Recall context and produce an LLM answer in a single round trip.

POST /v1/answer

Recall against the memory log, feed the assembled context through a type-routed system prompt, and return the LLM's answer along with cost and timing telemetry. This is the endpoint that powers question-answering on top of CortexDB.

For raw retrieval without an LLM step, use POST /v1/recall.

Request

POST /v1/answer
Content-Type: application/json
Authorization: Bearer <api-key>
{
  "query": "When did we migrate the payments service off PostgreSQL?",
  "question_type": "temporal-reasoning",
  "question_date": "2026-05-14",
  "max_recall_tokens": 8000,
  "max_output_tokens": 1500,
  "temperature": 0.0
}

| Field | Type | Required | Description | |---|---|---|---| | query | string | Yes | The question to answer | | tenant_id | string | No | Sub-tenant scope | | namespace | string | No | Alias for tenant_id | | question_type | string | No | One of single-session-user, single-session-assistant, single-session-preference, knowledge-update, temporal-reasoning, multi-session. Routes the answer prompt; unknown values fall through to the default prompt. | | max_recall_tokens | integer | No | Recall budget before prompt assembly (default 8000) | | max_output_tokens | integer | No | LLM response cap (default 1500) | | temperature | float | No | Anchor temperature (default 0.0) | | verify_temps | float[] | No | Extra temperatures for self-consistency voting. Default [0.4, 0.7] (3-way vote). Pass [] to disable verification. | | verify_types | string[] | No | Restrict self-consistency voting to these question_type values. Pass ["*"] to always vote. | | question_date | string | No | The date the client wants the model to treat as "today" (ISO-8601).
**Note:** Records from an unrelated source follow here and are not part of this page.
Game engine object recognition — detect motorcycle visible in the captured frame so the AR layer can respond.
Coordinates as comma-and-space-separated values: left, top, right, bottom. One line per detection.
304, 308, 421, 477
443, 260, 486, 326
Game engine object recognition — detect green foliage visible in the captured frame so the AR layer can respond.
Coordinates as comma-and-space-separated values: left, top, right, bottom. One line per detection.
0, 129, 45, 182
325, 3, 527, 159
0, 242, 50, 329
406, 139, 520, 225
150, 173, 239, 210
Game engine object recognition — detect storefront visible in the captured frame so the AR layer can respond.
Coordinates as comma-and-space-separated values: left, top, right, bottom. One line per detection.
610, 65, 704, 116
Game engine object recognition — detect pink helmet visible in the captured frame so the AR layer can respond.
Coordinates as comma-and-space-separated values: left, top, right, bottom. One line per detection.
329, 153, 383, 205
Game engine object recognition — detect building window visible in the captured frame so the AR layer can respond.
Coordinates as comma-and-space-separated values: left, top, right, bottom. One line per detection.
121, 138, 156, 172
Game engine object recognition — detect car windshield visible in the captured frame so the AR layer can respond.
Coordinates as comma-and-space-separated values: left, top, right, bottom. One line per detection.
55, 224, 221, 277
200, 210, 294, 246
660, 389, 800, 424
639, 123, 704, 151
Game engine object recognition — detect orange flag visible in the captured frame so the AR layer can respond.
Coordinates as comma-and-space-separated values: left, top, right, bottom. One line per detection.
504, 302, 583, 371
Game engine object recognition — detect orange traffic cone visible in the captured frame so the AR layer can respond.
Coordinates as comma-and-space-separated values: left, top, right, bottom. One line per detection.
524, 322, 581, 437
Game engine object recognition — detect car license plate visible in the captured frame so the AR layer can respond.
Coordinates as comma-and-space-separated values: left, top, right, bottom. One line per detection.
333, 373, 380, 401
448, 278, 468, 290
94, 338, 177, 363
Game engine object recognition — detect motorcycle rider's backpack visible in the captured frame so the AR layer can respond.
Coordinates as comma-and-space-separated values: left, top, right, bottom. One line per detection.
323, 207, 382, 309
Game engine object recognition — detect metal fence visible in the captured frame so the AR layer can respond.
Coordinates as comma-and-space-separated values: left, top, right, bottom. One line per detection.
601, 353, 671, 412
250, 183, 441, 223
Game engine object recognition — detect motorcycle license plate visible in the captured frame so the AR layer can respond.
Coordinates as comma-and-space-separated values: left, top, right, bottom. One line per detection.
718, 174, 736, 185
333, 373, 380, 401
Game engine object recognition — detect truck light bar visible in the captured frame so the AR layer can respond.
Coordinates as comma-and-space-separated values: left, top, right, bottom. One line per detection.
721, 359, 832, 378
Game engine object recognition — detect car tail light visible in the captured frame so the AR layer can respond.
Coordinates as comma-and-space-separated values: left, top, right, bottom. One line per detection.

Required for accurate temporal-reasoning answers. | | include_context | boolean | No | Include the assembled recall context in the response (large; default false) | | disable_ms_executor | boolean | No | Bypass the multi-session executor for this request |

Response

{
  "answer": "The payments service migrated to CockroachDB on 2026-03-15. The cutover took ~7 weeks from the initial decision (2026-01-28).",
  "question_type": "temporal-reasoning",
  "context_length": 8742,
  "recall_latency_ms": 2868,
  "generation_latency_ms": 2545,
  "model": "anthropic/claude-opus-4-6",
  "tokens_input": 9608,
  "tokens_output": 412,
  "cost_usd": 0.1234
}

| Field | Type | Description | |---|---|---| | answer | string | Final LLM answer (after self-consistency vote, if enabled) | | question_type | string | Echoed back; useful when the server falls back to the default prompt | | context_length | integer | Character length of the recall context fed to the model | | recall_latency_ms | integer | Time spent on retrieval + scoring + reranking | | generation_latency_ms | integer | Time spent in the LLM call (sum across anchor + verify samples) | | model | string | Provider-prefixed model id, e.g. anthropic/claude-opus-4-6 | | tokens_input / tokens_output | integer | Token usage as reported by the router | | cost_usd | float | USD cost as reported by the router; 0.0 when the router doesn't track cost | | context | string? | Only present when include_context: true |

Defaults at the server

The default answer model in the canonical production configuration is Claude Opus 4.6 (per docs/REPRODUCE_LONGMEMEVAL_93_8.md). For cost-sensitive workloads, set CORTEX_ANSWER_MODEL=claude-sonnet-4-6 server-side — 92.8% accuracy on LongMemEval-S at roughly 4× lower cost.